Thank you to my teachers and professors who encouraged my progress, especially Miss Doyle and Ms. Ippolito, for igniting an inextinguishable fire inside me; Dr. Beery, Dr. Moses, and Dr. Ciabattari, for the support and immeasurable feedback on my first complete manuscript; and Hawkes, for ripping in when my writing was crap, highlighting when my writing was golden, and most especially, for believing in my vision.
Thank you to everyone I met along my writing journey, especially Jane Friedman, for recommending the most wonderful freelance editor in the world; Nicole Klungle, for being the most wonderful freelance editor in the world; Rita, for gabbing about our work, and more often than not, our hopes and dreams for our work; McCall, for sharing the experience; and thank you to the countless individuals, workshops, and speeches offered by New Jersey and Georgia RWA Conferences.
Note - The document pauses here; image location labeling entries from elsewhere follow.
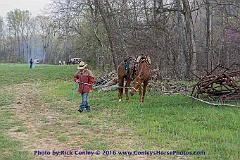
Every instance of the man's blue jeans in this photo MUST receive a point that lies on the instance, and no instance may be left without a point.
(84, 103)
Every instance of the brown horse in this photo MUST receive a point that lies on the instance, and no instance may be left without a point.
(142, 76)
(127, 75)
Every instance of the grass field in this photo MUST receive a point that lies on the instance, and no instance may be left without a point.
(39, 120)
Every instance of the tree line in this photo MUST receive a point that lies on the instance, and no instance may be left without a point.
(182, 37)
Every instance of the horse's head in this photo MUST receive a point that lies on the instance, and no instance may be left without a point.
(136, 84)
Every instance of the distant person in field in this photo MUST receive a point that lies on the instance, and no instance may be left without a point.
(31, 63)
(85, 79)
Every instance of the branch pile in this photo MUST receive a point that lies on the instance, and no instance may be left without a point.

You have immeasurably enriched both my work and my life.
Last, but certainly not least, thank you to the best boyfriend EVER, Derek Bradley, for loving me, and to Esi Sogah, for loving this book.
Vampires Bite in the Big Apple-
notes from draft 1
Cassidy DiRocco, Reporter
 
I didn't need to believe in the paranormal to believe in monsters. I reported murders, rapes, assaults, and robberies every day: men strangling wives, women stabbing lovers, children shooting children. If someone had interviewed me last week—before I was attacked and bitten and manipulated in the pursuit of everyone else's personal and conflicting agendas—I would have said that the world darkened a little more with every sunset and turned a little more bloody and vengeful and uncaring with each passing day. But I'd also have said that after almost ten years in the business, I'm no longer surprised by anything I report.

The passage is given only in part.